You know that sudden rush of existential dread that comes from your alarm seemingly going off just moments after you shut your eyes and you are no longer able to ignore the cosmically-pointless-but-personally-frightening impending machinations of the day ahead? Or that thing where you see a dog, blissfully unaware of the futility of its own existence, getting sprayed in the stomach by a water hose and you can’t help but wonder why not me?

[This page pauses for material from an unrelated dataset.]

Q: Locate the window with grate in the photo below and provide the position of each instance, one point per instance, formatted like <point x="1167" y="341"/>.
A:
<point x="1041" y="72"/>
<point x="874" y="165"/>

There are no words for those feelings because there are no words for a lot of feelings. Other languages often do a better job—think “schadenfreude,” or the Czech word “litost,” meaning “a state of torment created by the sudden sight of one’s own misery”—at capturing these more complex feeling that are part this, part that, and part something else too. (If you want to be frightened by the different “failures” of language, go read Joshua Foer’s New Yorker story from last December.) But that’s where The Emotionary is trying to come in.
Inspired (maybe) by The New YorkTimes Magazine’s “There Should Be a Word for That” feature in The One-Page Magazine, The Emotionary calls itself “an emotional toolbox that can help you figure out exactly what you’re feeling.” The site, basically, is trying to define as many different, currently-undefined emotions that it can, so we can “actually be aware of our emotions so we can talk about them together.” A quick sampling of some of the new words:
• Incredulation, n.: the surprised excitement when something you were dreading goes incredibly well
• Dispursue, v.: to actively seek out disappointment/failure
• Intempetent, adj.: possessing the inability to live in the present
Now go read the rest at the site, and send in your submissions. One day we will have a word for that urge but ultimate inability to open one’s car door when a motorcyclist is weaving through traffic. One day.